Negatives: Far more of these. In his first full season, Hammer constantly displayed a willingness to take a hit in his own zone to make the right play. It led to him getting crushed a lot, but it also consistently sent the Hawks the other way. For some reason, that went away this year. Instead of holding on for that extra moment to pick the right pass, Hammer just fired the puck in any direction that it would go so he could avoid a check. This led to frequent turnovers in the neutral zone with the opposition steaming like the Visigoths toward the Hawks net with Hammer out of position. No better example than the last game of the regular season, when Hammer again resorted to a weak clearing attempt that Todd Bertuzzi picked off, probably while laughing, and set up the killer fourth Wings goal. Hammer also never provided the physical side of his game that we've been promised for three years. He's not Niklas Kronwall -- who as overrated as he is will still light someone up from time to time --, though his positional sense is better. And the woeful Hawks penalty kill leads to some blame falling on the Swedish shoulders of Hammer as his many failed clearances helped pour pucks into the twine behind him. Hammer also didn't take a step forward offensively, though that's not his game, but his ability to find a shooting lane and get it through would suggest he's got more to give on that side.

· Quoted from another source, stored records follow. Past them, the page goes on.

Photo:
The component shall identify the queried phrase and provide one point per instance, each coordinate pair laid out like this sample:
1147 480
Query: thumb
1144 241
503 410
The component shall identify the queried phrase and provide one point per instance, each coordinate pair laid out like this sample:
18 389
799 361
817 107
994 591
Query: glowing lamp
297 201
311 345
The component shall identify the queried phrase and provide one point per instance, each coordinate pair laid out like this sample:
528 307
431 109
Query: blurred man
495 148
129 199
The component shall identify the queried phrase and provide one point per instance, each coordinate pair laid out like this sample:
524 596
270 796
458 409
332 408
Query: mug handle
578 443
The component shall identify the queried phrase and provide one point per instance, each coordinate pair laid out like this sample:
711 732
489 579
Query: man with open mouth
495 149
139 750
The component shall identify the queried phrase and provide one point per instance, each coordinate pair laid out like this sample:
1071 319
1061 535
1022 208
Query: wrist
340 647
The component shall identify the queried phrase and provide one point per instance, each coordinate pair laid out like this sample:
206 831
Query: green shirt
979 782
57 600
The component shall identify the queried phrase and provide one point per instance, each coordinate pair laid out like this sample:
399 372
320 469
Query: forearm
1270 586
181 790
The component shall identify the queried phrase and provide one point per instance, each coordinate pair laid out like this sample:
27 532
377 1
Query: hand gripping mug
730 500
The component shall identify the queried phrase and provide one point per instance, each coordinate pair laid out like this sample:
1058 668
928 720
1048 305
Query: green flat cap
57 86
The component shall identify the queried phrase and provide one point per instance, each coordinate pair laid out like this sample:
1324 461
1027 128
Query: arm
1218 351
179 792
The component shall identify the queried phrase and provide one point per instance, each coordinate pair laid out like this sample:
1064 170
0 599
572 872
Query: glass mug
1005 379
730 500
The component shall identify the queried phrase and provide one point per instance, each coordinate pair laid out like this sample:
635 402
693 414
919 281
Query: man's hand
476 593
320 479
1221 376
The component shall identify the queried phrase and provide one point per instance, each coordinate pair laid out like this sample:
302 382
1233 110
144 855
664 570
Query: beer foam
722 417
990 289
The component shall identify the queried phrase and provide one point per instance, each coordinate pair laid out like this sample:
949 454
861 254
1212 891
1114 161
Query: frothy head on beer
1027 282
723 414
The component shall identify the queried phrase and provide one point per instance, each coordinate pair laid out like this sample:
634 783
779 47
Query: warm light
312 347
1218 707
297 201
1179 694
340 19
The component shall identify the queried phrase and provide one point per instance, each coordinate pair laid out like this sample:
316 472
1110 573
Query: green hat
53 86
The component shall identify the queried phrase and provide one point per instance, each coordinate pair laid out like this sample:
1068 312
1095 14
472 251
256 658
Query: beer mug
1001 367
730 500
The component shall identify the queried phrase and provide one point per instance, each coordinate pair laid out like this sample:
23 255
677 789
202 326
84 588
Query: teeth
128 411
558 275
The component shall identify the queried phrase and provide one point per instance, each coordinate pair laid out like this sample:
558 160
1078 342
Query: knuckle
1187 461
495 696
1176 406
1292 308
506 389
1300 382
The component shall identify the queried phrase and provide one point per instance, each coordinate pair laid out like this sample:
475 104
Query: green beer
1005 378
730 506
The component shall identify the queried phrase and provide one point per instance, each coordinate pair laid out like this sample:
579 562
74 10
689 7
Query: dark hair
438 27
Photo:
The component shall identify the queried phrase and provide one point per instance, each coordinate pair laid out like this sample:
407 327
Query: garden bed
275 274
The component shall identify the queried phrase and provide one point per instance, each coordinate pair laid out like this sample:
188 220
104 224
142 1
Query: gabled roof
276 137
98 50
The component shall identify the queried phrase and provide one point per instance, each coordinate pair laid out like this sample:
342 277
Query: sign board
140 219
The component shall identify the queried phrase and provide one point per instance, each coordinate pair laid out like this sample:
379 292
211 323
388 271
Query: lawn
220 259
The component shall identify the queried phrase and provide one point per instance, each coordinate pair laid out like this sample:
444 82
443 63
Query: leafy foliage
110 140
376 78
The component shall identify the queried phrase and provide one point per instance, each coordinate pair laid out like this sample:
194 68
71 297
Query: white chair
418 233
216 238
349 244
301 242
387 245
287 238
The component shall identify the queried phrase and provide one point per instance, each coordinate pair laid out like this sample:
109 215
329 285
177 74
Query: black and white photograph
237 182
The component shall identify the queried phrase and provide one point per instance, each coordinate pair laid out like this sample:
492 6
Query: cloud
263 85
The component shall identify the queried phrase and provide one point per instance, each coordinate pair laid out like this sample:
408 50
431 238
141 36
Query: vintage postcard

Contract Status: Signed for four more years at a cap hit of $3.5 million per.

Keep Him or Ship Him: This is Bowman's first tough decision. This is a player brought through the Hawks system who was a big part of why they won last spring. But Hammer took enough of a step back that his contract -- one which Stan was kind of forced into -- can't be justified. Someone to play centerfield for Brian Campbell can be found at a cheaper price. Losing that hit will give Stan more flexibility this summer. Dylan Olsen is in the pipeline anyway, and they're pretty high on him. A stay-at-home d-man is easily found elsewhere, and though they may not have the upside that Hammer may indeed have, the fact that we don't know if he'll get there and those skills are easily replaced should punch Hammer's ticket out of town. If possible.

Sam Fels is the proprietor of The Committed Indian, an unofficial program for the Blackhawks. You may have seen him hocking the magazine outside the United Center at Gate 3. The program is also available for purchase online. Fels is a lifelong 'Hawks fan and he also writes for Second City Hockey .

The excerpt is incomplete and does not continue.